Uczta dla duszy i ciała. Jesienny festiwal skradł serca mieszkańców
Takiego wydarzenia w Wodzisławiu Śl. jeszcze nie było. DzieJesie(ń) Festiwal było niezwykłym spotkaniem z m.in. winiarzami oraz sprzedawcami, okraszone koncertami, warsztatami oraz wieloma innymi atrakcjami dla całych rodzin.
WODZISŁAW ŚL. Wydarzenie odbyło się 25 września na wodzisławskim rynku między godz. 9.00 a godz. 21.00. W trakcie tej dwunastogodzinnej imprezy zainteresowani mogli zrobić jesienne zakupy na ekobazarze i kwiatobazarze, a także wziąć udział w m.in. degustacji serów, pieczywa, wina, warsztatach wikliniarskich, ekologicznych i artystycznych. Nie zabrakło również muzyki na żywo w wykonaniu Aleksandra Zieleźnego oraz zespołu TAKIE TRIO.
W wydarzeniu bogatym w jesienne smaki, kolory i zapachy wzięło udział wielu mieszkańców Wodzisławia Śl. oraz najbliższej okolicy. Wielu z nich było pod wrażeniem organizacji imprezy. – Mam nadzieję, że w przyszłym roku również się odbędzie – mówili nam. Uczestnicy imprezy doceniali ją m.in. za mnogość atrakcji, ich różnorodność, możliwość zrobienia zakupów, ale także jesienny wystrój płyty rynku.
(juk)
6 rzeczy, które nas zaskoczyły na Festiwalu DzieJesie(ń):
- Powidła z nutą tajemnicy – Zazwyczaj kojarzą się nam z głębokim owocowym smakiem i wspaniałym aromatem. Doskonale pasują do wielu ciast, przekładanych ciasteczek i deserów. To również pyszne smarowidło na kanapki czy dodatek do placków i naleśników. Mowa oczywiście o powidłach. Członkinie Koła Gospodyń Wiejskich z Zawady dodały jednak do nich szczypty... cynamonu. – Wystarczyła zaledwie szczypta, by powidła miały zupełnie inny, bardziej tajemniczy posmak – mówiły nam.
- Szarlotka z biszkoptem oblana czekoladą – Delikatne, mięciutkie kruche ciasto i soczyste, orzeźwiające jabłka. Wyśmienite połączenie i rewelacyjny smak domowej szarlotki. Członkinie Koła Gospodyń Wiejskich z Gorzyczek poszły jednak o krok dalej i zmodyfikowały tradycyjny przepis, dodając do niego warstwę biszkoptu i oblewając ciasto czekoladą.

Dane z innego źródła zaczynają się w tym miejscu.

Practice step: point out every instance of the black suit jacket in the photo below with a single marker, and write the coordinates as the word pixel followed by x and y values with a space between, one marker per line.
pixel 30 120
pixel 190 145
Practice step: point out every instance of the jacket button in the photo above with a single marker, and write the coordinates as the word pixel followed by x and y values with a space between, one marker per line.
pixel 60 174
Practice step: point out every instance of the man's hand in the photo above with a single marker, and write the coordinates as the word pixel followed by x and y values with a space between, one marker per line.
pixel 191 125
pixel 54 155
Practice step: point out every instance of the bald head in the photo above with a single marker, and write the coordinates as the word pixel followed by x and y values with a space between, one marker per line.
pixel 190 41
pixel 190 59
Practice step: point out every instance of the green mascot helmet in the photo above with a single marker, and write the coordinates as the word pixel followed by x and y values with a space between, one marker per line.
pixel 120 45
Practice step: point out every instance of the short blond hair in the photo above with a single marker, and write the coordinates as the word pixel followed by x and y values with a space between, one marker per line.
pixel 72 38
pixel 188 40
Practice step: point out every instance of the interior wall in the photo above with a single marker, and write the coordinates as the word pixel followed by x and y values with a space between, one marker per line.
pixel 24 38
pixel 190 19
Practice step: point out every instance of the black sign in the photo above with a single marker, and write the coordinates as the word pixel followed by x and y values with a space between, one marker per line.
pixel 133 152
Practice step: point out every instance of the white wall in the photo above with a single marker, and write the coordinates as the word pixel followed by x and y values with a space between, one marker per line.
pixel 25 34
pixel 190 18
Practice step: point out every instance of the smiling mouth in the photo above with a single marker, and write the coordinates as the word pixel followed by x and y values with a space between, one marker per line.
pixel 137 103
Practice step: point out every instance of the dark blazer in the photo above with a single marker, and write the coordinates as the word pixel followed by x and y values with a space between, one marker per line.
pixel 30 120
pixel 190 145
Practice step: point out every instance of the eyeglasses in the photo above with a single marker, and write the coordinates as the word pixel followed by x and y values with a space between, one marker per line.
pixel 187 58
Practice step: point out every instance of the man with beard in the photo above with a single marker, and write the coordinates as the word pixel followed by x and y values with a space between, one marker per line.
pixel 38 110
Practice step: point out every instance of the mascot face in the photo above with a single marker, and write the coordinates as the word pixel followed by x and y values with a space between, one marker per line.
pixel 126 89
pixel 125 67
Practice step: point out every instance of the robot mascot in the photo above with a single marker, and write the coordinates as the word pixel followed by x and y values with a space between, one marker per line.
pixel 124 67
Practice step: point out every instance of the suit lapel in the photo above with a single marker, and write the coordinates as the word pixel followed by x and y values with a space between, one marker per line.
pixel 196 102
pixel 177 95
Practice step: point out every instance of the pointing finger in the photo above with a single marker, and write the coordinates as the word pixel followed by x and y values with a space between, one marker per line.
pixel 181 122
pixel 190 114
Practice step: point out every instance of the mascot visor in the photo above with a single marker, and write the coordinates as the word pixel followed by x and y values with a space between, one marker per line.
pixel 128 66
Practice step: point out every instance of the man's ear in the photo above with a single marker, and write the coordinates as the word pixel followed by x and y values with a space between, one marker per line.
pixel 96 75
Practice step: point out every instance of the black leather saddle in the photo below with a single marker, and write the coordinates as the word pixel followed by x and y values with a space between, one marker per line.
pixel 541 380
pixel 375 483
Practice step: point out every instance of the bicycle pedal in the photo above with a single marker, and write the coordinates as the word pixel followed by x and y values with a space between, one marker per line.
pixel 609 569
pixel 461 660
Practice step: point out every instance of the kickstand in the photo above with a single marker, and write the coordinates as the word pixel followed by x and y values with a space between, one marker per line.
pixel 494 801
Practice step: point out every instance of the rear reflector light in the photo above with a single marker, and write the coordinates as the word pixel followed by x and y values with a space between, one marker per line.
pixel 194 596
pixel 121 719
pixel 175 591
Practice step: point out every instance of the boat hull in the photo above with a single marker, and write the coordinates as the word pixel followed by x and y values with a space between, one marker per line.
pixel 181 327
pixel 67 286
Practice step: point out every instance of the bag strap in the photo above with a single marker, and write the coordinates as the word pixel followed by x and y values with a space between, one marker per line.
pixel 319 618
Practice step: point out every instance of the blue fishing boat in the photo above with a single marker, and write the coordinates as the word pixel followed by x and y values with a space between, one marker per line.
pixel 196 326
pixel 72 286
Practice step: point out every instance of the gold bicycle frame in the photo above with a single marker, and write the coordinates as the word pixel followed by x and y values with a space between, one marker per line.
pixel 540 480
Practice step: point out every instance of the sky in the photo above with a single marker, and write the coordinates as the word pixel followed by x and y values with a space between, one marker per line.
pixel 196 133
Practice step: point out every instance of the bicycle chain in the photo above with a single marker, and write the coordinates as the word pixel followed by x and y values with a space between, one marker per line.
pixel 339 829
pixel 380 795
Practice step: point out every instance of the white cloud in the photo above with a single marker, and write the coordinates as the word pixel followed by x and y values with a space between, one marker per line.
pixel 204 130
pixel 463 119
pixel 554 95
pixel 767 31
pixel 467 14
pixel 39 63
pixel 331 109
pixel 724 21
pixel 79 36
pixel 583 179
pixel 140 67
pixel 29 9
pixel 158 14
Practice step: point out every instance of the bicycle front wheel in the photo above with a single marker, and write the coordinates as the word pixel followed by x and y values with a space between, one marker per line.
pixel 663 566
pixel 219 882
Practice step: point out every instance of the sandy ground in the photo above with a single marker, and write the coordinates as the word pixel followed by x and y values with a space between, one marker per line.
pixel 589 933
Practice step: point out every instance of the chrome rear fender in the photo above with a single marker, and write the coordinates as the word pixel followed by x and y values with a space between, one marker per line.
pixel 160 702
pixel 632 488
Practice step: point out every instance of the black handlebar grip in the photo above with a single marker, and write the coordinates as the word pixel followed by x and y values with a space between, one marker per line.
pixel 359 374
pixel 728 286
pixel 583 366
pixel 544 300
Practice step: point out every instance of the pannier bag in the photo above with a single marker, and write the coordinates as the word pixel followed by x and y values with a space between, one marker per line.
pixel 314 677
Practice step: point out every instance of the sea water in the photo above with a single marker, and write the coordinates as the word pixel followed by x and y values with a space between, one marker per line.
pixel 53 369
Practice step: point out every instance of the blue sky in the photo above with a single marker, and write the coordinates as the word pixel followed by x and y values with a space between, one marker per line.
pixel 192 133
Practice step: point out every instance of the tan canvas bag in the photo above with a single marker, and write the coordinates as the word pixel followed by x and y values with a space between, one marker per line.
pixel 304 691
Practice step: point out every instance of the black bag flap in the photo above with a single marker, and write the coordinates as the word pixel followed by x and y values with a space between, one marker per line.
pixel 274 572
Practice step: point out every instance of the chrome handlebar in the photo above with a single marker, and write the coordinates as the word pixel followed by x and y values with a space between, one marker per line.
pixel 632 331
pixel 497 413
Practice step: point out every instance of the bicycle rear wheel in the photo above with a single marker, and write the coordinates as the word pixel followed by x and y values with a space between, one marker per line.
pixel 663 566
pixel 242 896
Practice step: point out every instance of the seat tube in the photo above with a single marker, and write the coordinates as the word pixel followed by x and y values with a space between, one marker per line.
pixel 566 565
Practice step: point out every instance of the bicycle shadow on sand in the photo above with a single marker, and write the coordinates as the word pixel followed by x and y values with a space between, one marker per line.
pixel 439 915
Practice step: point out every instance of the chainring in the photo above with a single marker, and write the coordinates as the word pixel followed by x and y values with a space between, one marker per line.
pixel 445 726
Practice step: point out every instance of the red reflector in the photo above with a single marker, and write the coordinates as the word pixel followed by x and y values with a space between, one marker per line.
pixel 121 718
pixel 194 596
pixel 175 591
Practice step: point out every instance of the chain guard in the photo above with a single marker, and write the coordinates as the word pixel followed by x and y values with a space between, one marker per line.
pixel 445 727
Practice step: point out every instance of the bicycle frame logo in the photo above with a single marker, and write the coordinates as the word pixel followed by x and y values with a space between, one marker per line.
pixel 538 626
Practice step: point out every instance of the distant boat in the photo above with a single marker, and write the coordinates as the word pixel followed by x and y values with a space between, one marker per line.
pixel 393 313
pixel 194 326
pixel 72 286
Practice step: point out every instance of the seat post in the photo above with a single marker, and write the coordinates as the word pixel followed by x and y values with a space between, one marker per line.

- Po co pszczołom futerko? – Oczywiście nie chodzi o futro z norek, lecz o naturalne włoski pokrywające ciało pszczół. O tym, po co tym owadom futerko opowiadał Andrzej Langrzyk z czyżowickiej Pasieki Wiktoria. Okazuje się, że organizm robotnicy jest obrośnięty aż 3 milionami włosków, spełniających różnorakie funkcje. Jedna z nich polega na przenoszeniu pyłku na futerku, dzięki czemu zapylają rośliny.
- Miniaturowa pralka – Domek dla lalek. To marzenie każdej dziewczynki. Rafał Wolny miniaturowe krzesełka, pralki, a nawet serwetniki wykonuje nie z plastiku, a drewna. – Nie znam innego stolarza niż ja, który na coś takiego by się porwał – mówi nam z uśmiechem. Zainspirowany własnymi dziećmi od kilku lat spełnia marzenia małych dziewczynek, chłopców, a nawet ich rodziców. – Bo któż z nas nie ma w sobie coś z dziecka? – pyta nasz rozmówca.
- Marynowana dynia – Nie tylko grzyby, ogórki, czy papryka. Jednak to marynowana dynia jest jednym z ulubionych sposobów na wykorzystanie warzywa, które wielu nazywa królową jesieni przez Teresę Wiktor. – Krojąc ją w ciekawe kształty, wyśmienicie smakuje, ale i wygląda. Jej dekoracyjna funkcja jest niezastąpiona – mówiła nam.
- Drewniane knoty – Ekologiczne, wyjątkowe i naturalne. Tak o świecach sojowych mówiła nam Anna Serwotka, które produkuje je w swoim domowym zaciszu. W nieszkodliwych dla środowiska wyrobach umieszcza drewniane knoty, dzięki którym świeca wypala się równomiernie oraz imituje zachowanie płomieni w kominku.